Ivana Trump (Maria Bakalova),
la première épouse.
Photo Pief Weyman

Type sulfureux dont l’existence lui vaudra d’être emporté par le sida, Cohn, marqué par son appartenance au maccarthysme, oeuvra comme procureur à la condamnation à mort des époux Rosenberg. Dans l’ombre de Trump, usant volontiers de méthodes mafieuses, l’avocat va façonner un disciple qui en viendra in fine à le dominer après avoir absorbé ses leçons les plus inquiétantes.
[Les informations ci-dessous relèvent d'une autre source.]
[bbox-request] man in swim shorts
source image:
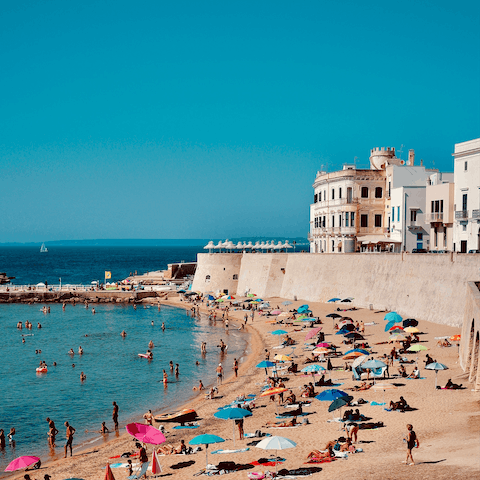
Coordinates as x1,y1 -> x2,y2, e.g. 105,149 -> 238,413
112,401 -> 119,430
64,421 -> 75,457
216,363 -> 223,385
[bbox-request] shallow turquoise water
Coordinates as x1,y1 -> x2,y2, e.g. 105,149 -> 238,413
0,302 -> 247,472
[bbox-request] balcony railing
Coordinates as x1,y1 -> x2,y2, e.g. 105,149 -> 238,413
473,209 -> 480,219
455,210 -> 469,220
425,212 -> 444,222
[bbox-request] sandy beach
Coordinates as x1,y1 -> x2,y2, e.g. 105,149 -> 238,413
4,297 -> 480,480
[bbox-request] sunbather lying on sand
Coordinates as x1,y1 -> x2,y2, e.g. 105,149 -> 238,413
307,445 -> 335,459
265,417 -> 297,428
441,379 -> 463,389
389,396 -> 409,412
158,439 -> 190,455
348,382 -> 373,391
315,374 -> 334,387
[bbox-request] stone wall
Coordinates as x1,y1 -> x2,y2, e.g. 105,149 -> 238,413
192,252 -> 480,327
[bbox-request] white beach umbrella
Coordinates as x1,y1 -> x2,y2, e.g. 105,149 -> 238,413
236,242 -> 243,250
204,241 -> 215,252
256,436 -> 296,475
284,241 -> 293,249
274,241 -> 283,250
260,241 -> 266,249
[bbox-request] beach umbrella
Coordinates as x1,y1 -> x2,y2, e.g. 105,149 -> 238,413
315,342 -> 329,348
312,347 -> 329,354
274,354 -> 291,362
450,334 -> 461,342
256,436 -> 297,475
343,351 -> 364,360
345,348 -> 370,356
207,295 -> 215,300
408,345 -> 428,352
345,332 -> 364,341
4,456 -> 40,472
177,289 -> 186,293
361,359 -> 387,370
384,320 -> 396,332
282,301 -> 293,306
298,304 -> 309,312
315,389 -> 348,401
247,293 -> 256,297
340,298 -> 352,303
352,355 -> 369,369
404,327 -> 419,333
256,360 -> 275,375
104,463 -> 116,480
189,434 -> 225,467
151,450 -> 162,475
301,364 -> 325,379
373,383 -> 397,405
214,407 -> 252,447
271,310 -> 282,315
260,387 -> 288,398
328,395 -> 353,412
336,328 -> 350,335
125,423 -> 166,445
384,312 -> 402,323
340,323 -> 355,331
305,327 -> 322,341
389,325 -> 404,331
328,298 -> 341,302
390,333 -> 406,341
403,318 -> 418,327
326,313 -> 342,318
271,329 -> 287,336
425,362 -> 449,388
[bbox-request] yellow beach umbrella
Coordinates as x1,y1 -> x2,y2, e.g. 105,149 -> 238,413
274,354 -> 292,362
404,327 -> 420,333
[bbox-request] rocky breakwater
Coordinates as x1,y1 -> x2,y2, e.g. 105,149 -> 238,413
0,289 -> 168,304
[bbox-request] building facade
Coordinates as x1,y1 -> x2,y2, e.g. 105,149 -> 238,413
453,138 -> 480,253
425,172 -> 455,251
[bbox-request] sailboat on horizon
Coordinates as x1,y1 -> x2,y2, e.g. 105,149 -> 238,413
40,243 -> 48,253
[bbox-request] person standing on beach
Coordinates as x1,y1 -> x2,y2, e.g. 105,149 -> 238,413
46,418 -> 58,447
233,358 -> 239,377
404,424 -> 419,465
216,363 -> 223,385
143,410 -> 154,425
138,442 -> 148,477
112,402 -> 119,430
64,421 -> 75,457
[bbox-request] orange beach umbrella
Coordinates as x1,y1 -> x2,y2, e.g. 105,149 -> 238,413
260,387 -> 288,397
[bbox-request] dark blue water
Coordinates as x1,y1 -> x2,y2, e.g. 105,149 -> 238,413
0,245 -> 204,285
0,247 -> 248,473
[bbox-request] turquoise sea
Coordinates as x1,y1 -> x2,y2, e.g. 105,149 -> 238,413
0,247 -> 248,473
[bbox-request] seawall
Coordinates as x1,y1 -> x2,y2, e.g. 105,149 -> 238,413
191,252 -> 480,327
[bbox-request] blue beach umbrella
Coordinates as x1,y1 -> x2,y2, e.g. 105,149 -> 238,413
207,295 -> 215,300
271,329 -> 288,335
297,305 -> 310,313
335,328 -> 349,335
328,298 -> 341,303
214,408 -> 252,447
384,320 -> 397,332
384,312 -> 403,323
256,360 -> 276,375
328,395 -> 354,412
315,389 -> 348,402
189,434 -> 225,467
362,359 -> 387,370
425,362 -> 449,389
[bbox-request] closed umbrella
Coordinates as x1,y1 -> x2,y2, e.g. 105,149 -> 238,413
305,327 -> 322,341
104,463 -> 116,480
151,450 -> 162,475
189,434 -> 225,468
255,436 -> 296,475
214,407 -> 252,447
425,362 -> 449,388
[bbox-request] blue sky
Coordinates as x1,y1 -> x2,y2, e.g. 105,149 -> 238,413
1,0 -> 479,242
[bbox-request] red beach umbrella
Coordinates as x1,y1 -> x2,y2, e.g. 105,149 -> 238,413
104,463 -> 116,480
4,456 -> 40,472
151,450 -> 162,475
305,327 -> 322,341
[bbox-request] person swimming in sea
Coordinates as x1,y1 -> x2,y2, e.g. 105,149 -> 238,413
148,340 -> 154,349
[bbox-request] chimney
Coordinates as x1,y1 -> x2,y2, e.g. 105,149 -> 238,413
408,149 -> 415,166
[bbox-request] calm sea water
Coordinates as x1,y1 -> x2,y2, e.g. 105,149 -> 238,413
0,247 -> 248,473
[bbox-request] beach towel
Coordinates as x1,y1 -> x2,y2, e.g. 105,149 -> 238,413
305,457 -> 335,464
250,458 -> 285,466
173,425 -> 199,429
211,448 -> 250,454
406,377 -> 426,380
267,424 -> 302,429
370,401 -> 386,406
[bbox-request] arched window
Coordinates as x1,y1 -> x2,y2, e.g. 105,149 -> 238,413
361,187 -> 369,198
375,187 -> 383,198
205,275 -> 211,283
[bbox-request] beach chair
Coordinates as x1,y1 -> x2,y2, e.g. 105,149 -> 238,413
127,461 -> 150,479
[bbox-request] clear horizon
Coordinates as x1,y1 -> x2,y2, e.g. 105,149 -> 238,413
1,1 -> 479,242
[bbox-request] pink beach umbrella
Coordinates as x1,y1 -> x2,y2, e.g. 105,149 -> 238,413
315,342 -> 330,348
305,327 -> 322,341
125,422 -> 166,445
4,455 -> 40,472
271,310 -> 282,315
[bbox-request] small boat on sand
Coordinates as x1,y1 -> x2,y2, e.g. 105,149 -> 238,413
154,409 -> 197,425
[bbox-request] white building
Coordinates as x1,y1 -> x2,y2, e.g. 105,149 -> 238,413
453,138 -> 480,252
390,186 -> 429,252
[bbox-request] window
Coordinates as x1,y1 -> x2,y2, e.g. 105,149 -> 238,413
324,190 -> 326,201
332,215 -> 335,228
314,217 -> 318,228
462,194 -> 467,212
322,216 -> 326,228
233,274 -> 238,280
375,215 -> 382,227
361,187 -> 369,198
397,206 -> 400,221
205,275 -> 211,283
339,187 -> 342,199
375,187 -> 382,198
440,200 -> 443,213
392,208 -> 395,222
350,212 -> 355,226
345,214 -> 349,227
388,181 -> 391,198
339,214 -> 342,227
319,191 -> 322,202
434,200 -> 439,212
361,214 -> 368,227
410,210 -> 417,221
332,240 -> 335,251
431,200 -> 434,213
465,161 -> 468,171
417,233 -> 423,241
332,189 -> 335,200
314,193 -> 317,203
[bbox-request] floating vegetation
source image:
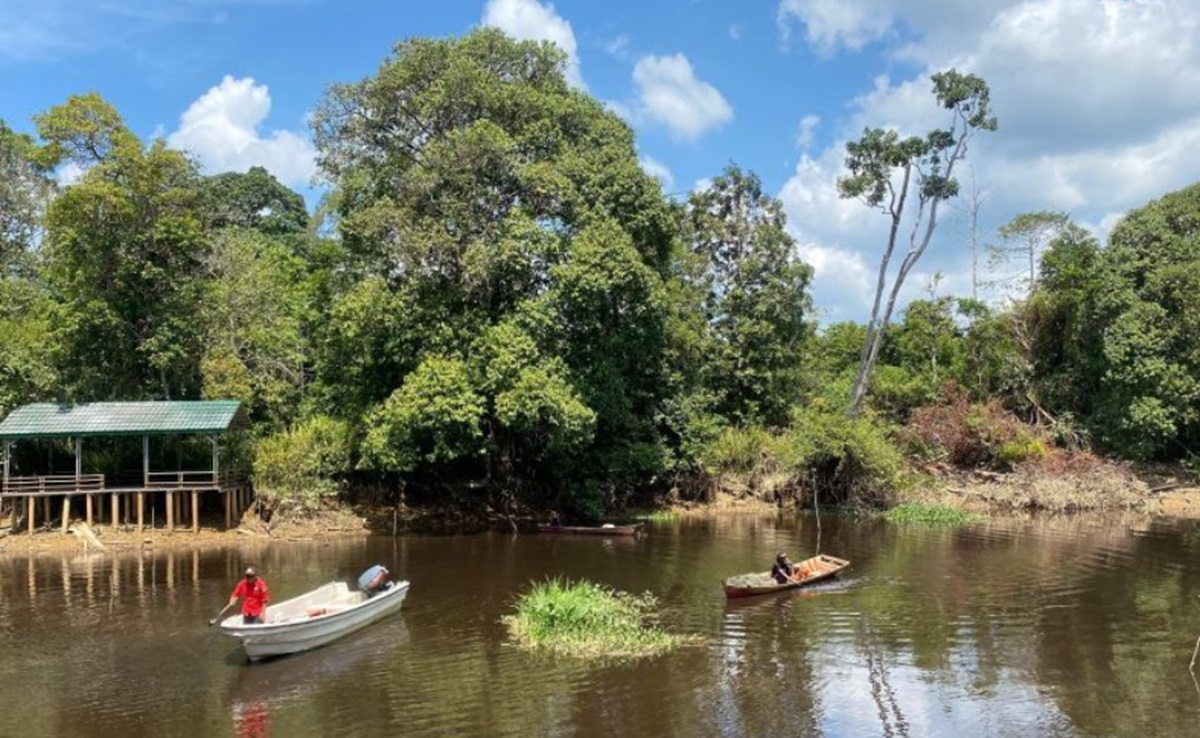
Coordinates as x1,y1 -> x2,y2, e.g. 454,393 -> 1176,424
502,578 -> 696,660
882,503 -> 982,527
632,509 -> 682,522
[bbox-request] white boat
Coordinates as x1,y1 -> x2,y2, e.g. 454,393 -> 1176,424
218,578 -> 410,661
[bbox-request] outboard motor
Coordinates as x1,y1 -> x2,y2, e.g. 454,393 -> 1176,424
357,565 -> 392,597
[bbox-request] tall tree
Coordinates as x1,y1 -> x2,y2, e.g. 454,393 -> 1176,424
310,29 -> 676,497
37,94 -> 208,400
681,164 -> 814,426
838,70 -> 997,415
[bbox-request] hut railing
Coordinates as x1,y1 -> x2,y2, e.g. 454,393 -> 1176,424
1,474 -> 106,497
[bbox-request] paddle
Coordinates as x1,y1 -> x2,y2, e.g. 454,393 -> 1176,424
208,601 -> 235,627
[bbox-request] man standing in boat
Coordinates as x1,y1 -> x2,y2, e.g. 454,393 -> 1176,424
228,567 -> 270,624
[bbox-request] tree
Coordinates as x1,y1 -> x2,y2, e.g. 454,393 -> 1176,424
310,29 -> 677,498
200,166 -> 309,237
0,120 -> 53,275
838,70 -> 997,415
37,94 -> 208,400
681,164 -> 814,427
989,211 -> 1070,299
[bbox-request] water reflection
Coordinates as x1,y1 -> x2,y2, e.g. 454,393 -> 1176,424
0,515 -> 1199,736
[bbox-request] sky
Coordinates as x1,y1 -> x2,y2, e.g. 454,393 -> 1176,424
3,0 -> 1200,322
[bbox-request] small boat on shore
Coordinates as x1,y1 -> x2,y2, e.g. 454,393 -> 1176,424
722,554 -> 850,599
536,522 -> 643,536
218,568 -> 410,661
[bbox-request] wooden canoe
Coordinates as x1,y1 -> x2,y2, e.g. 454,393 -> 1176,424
536,523 -> 643,536
722,554 -> 850,599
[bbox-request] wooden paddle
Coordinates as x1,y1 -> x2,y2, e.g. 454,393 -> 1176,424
208,601 -> 235,627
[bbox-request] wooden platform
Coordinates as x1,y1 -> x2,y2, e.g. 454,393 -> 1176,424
1,473 -> 253,534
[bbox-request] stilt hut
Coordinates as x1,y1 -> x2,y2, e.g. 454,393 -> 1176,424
0,401 -> 251,534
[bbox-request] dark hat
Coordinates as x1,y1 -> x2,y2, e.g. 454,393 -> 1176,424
244,567 -> 257,577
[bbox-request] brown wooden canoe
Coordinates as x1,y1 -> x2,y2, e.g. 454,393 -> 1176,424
722,554 -> 850,599
536,523 -> 643,536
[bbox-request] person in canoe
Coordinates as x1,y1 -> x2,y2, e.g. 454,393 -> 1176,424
227,567 -> 270,624
771,552 -> 799,584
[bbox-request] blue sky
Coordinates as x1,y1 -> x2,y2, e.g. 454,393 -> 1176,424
4,0 -> 1200,322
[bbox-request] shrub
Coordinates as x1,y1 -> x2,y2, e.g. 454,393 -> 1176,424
252,415 -> 352,518
908,388 -> 1047,470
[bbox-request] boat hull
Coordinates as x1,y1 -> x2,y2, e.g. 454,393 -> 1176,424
219,580 -> 410,661
722,555 -> 849,599
536,523 -> 642,536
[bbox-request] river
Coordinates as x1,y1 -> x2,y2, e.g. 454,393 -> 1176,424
2,513 -> 1199,737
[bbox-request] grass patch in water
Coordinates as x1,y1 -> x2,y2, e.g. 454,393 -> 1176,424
883,503 -> 982,527
631,509 -> 681,522
502,578 -> 696,660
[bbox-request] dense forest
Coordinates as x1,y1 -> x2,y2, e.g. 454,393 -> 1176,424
2,30 -> 1197,520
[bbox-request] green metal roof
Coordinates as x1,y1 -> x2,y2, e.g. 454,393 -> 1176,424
0,401 -> 248,439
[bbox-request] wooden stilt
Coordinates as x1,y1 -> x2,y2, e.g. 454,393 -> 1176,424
136,492 -> 144,533
166,491 -> 174,533
111,493 -> 119,530
224,491 -> 231,530
43,496 -> 51,528
191,490 -> 199,533
62,495 -> 71,533
86,494 -> 94,527
27,497 -> 35,534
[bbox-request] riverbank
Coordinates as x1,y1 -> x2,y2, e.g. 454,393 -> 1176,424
3,458 -> 1196,556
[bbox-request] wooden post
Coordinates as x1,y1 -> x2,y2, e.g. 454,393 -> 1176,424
27,497 -> 35,534
224,491 -> 231,530
137,492 -> 144,534
62,495 -> 71,533
192,490 -> 199,533
166,491 -> 174,533
111,493 -> 119,531
86,494 -> 93,527
43,495 -> 51,528
211,436 -> 219,484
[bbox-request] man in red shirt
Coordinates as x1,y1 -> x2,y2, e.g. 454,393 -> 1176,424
228,567 -> 270,624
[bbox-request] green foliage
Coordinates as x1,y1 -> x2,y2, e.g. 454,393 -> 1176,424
697,408 -> 904,507
200,166 -> 308,236
361,356 -> 485,472
502,578 -> 694,660
201,227 -> 310,427
0,119 -> 53,274
252,416 -> 352,517
680,164 -> 814,426
38,96 -> 208,400
882,503 -> 981,527
0,278 -> 60,416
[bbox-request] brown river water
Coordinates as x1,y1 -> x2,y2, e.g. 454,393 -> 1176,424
2,513 -> 1200,737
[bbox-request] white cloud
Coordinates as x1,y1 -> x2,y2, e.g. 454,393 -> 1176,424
777,0 -> 894,54
631,54 -> 733,140
167,75 -> 316,187
795,114 -> 820,152
482,0 -> 583,88
638,156 -> 675,190
775,0 -> 1200,321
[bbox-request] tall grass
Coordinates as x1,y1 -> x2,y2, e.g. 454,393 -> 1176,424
502,578 -> 695,660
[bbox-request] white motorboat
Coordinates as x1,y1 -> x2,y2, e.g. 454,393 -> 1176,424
218,573 -> 410,661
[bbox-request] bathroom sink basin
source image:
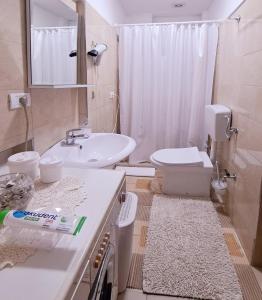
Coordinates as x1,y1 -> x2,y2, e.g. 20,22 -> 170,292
42,133 -> 136,169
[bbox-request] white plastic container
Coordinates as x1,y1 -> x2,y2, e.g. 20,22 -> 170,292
39,156 -> 63,183
8,151 -> 40,180
117,192 -> 138,294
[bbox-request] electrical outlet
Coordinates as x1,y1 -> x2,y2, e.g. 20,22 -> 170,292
9,93 -> 31,110
109,91 -> 115,100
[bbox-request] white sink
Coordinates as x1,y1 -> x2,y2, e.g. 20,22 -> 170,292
42,133 -> 136,169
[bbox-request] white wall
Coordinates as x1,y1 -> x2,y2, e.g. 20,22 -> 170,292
126,13 -> 153,24
204,0 -> 246,19
153,15 -> 202,23
85,0 -> 126,24
117,13 -> 202,24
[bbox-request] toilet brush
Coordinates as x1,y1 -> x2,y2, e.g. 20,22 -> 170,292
211,161 -> 227,195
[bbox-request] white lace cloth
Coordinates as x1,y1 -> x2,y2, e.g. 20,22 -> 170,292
0,176 -> 88,269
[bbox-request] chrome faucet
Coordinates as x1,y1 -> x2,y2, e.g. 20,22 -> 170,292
225,115 -> 239,140
61,128 -> 87,146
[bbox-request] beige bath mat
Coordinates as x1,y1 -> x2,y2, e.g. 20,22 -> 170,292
143,195 -> 243,300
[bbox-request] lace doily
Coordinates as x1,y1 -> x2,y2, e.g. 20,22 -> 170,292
0,176 -> 88,269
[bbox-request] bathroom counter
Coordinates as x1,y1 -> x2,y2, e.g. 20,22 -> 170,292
0,167 -> 125,300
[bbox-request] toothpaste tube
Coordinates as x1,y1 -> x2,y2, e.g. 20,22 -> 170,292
0,209 -> 86,236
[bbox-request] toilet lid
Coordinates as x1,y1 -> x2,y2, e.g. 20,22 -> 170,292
152,147 -> 203,166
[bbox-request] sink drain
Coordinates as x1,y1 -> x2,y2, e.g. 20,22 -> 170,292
88,158 -> 98,162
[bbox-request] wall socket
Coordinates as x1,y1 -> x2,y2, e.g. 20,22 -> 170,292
109,91 -> 116,100
9,93 -> 31,110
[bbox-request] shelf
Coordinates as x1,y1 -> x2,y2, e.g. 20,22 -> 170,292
29,84 -> 95,89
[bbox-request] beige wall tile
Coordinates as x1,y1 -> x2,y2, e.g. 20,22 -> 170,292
237,0 -> 262,20
214,0 -> 262,265
0,40 -> 27,90
0,0 -> 28,154
33,114 -> 78,154
32,88 -> 79,154
0,92 -> 33,153
84,2 -> 118,134
239,51 -> 262,86
0,0 -> 26,45
0,0 -> 80,157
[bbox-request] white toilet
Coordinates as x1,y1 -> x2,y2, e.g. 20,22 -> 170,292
150,105 -> 231,197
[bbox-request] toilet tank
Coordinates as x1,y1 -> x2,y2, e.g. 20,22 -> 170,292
205,105 -> 231,142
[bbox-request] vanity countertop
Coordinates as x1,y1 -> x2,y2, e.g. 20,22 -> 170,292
0,167 -> 125,300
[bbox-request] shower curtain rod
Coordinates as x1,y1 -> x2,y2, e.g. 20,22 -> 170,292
114,19 -> 225,27
31,25 -> 77,30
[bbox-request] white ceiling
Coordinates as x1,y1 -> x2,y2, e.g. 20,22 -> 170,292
119,0 -> 215,17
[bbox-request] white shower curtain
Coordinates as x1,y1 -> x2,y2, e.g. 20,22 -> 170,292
119,23 -> 218,163
31,26 -> 77,85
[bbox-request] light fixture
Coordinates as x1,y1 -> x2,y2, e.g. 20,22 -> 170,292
174,3 -> 185,8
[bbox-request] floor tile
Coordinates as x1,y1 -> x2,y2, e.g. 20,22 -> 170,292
136,179 -> 152,190
126,176 -> 138,184
127,254 -> 144,290
134,220 -> 148,235
127,183 -> 137,191
224,232 -> 244,257
118,289 -> 147,300
234,264 -> 262,299
147,295 -> 191,299
139,225 -> 148,247
132,235 -> 146,254
252,267 -> 262,290
135,191 -> 153,206
150,178 -> 162,194
136,206 -> 151,221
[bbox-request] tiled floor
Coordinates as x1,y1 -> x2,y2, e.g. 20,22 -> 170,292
117,171 -> 262,300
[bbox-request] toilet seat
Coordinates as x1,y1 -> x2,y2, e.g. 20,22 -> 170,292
152,147 -> 203,166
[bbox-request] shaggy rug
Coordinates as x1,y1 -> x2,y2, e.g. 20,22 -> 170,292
143,196 -> 243,300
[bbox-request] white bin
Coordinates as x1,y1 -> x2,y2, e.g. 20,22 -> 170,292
117,192 -> 138,294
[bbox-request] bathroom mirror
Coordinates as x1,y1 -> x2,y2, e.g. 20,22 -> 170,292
26,0 -> 87,88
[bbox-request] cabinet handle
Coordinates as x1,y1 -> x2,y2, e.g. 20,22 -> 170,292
94,259 -> 100,269
119,192 -> 127,203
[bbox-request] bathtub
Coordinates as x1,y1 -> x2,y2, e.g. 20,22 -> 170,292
42,133 -> 136,169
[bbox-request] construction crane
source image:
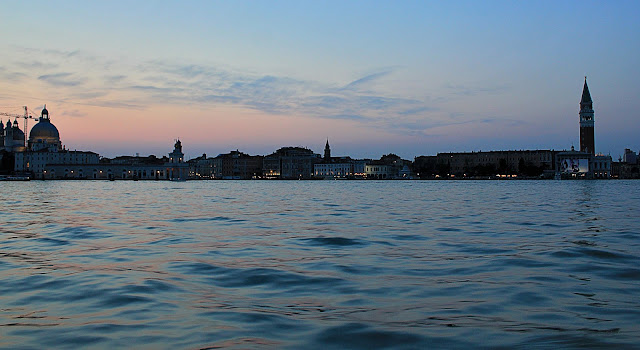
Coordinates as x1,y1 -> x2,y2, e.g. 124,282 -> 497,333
0,106 -> 37,147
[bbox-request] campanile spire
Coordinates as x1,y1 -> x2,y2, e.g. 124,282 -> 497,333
579,77 -> 595,155
324,139 -> 331,161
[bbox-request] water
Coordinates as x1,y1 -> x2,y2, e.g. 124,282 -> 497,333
1,180 -> 639,349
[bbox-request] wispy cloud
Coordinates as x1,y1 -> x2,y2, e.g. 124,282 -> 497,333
320,114 -> 370,121
38,72 -> 86,87
342,70 -> 394,91
105,75 -> 127,84
0,66 -> 27,81
60,109 -> 88,118
15,60 -> 60,70
398,106 -> 437,116
2,46 -> 514,138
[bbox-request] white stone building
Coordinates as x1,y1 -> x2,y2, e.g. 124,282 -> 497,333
314,162 -> 354,179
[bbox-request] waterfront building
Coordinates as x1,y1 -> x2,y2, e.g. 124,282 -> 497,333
263,147 -> 321,179
216,150 -> 263,179
45,141 -> 187,180
314,140 -> 355,179
17,150 -> 100,179
592,155 -> 612,179
378,153 -> 414,179
352,159 -> 369,178
110,154 -> 167,165
15,108 -> 188,180
612,150 -> 640,178
14,107 -> 99,177
188,154 -> 210,179
433,150 -> 555,177
314,162 -> 354,179
364,161 -> 394,179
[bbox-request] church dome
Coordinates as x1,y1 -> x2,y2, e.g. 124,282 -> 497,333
29,118 -> 60,141
12,128 -> 25,141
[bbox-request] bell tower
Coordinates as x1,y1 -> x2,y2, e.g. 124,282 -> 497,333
579,77 -> 595,155
324,139 -> 331,161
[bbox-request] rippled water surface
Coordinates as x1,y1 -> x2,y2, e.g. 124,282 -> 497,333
1,180 -> 639,349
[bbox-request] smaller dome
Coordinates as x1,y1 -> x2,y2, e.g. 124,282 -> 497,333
42,105 -> 49,117
13,128 -> 24,140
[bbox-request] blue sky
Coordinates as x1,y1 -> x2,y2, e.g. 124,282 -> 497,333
1,1 -> 639,159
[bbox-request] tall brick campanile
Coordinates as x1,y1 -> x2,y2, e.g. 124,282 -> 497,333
579,77 -> 595,155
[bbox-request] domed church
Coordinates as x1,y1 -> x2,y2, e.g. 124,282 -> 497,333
14,105 -> 100,177
28,105 -> 62,152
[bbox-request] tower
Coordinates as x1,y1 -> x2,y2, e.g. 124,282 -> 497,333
579,77 -> 595,155
169,139 -> 184,163
168,139 -> 186,180
324,139 -> 331,161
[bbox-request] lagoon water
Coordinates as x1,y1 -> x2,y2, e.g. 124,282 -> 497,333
1,180 -> 639,349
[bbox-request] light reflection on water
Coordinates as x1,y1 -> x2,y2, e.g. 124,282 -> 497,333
1,180 -> 640,349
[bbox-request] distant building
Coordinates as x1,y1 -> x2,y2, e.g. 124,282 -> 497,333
15,106 -> 100,177
110,154 -> 167,165
623,149 -> 638,164
378,153 -> 413,179
45,140 -> 188,180
188,153 -> 212,179
315,162 -> 354,178
15,108 -> 188,180
314,140 -> 354,179
353,159 -> 369,178
17,150 -> 100,179
364,161 -> 393,179
217,150 -> 263,179
431,150 -> 555,177
264,146 -> 321,179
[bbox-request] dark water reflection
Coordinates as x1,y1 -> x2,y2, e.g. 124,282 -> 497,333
1,180 -> 639,349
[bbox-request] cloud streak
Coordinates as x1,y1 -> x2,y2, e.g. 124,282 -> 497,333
38,72 -> 86,87
341,70 -> 394,91
2,46 -> 511,138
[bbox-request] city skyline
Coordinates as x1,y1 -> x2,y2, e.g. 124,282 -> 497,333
1,1 -> 639,160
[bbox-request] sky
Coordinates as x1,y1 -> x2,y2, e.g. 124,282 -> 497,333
1,1 -> 639,160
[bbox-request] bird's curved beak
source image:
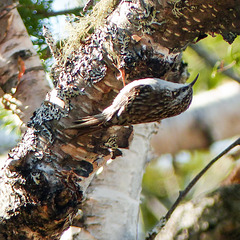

On le sait bien, le cinéma n’a jamais changé le monde mais il peut nous éclairer. Cette évocation de Trump est à la fois distrayante, mais oui, tout en faisant froid dans le dos. Sa relation aux femmes est singulièrement éprouvante et celle au reste de l’humanité marquée par un mépris profond.
Pour le reste et alors que l’élection présidentielle approche, Steven Cheung, directeur de campagne de Donald Trump, a publié naguère un communiqué critiquant le film et indiquant vouloir porter plainte contre le réalisateur. Attaquer toujours…

THE APPRENTICE Comédie dramatique (USA – 2h) d’Ali Abbasi avec Sebastian Stan, Jeremy Strong, Maria Bakalova, Martin Donovan, Catherine McNally, Charlie Carrick, Ben Sullivan, Mark Rendall, Iona Rose MacKay, Emily Mitchell. Dans les salles le 9 octobre.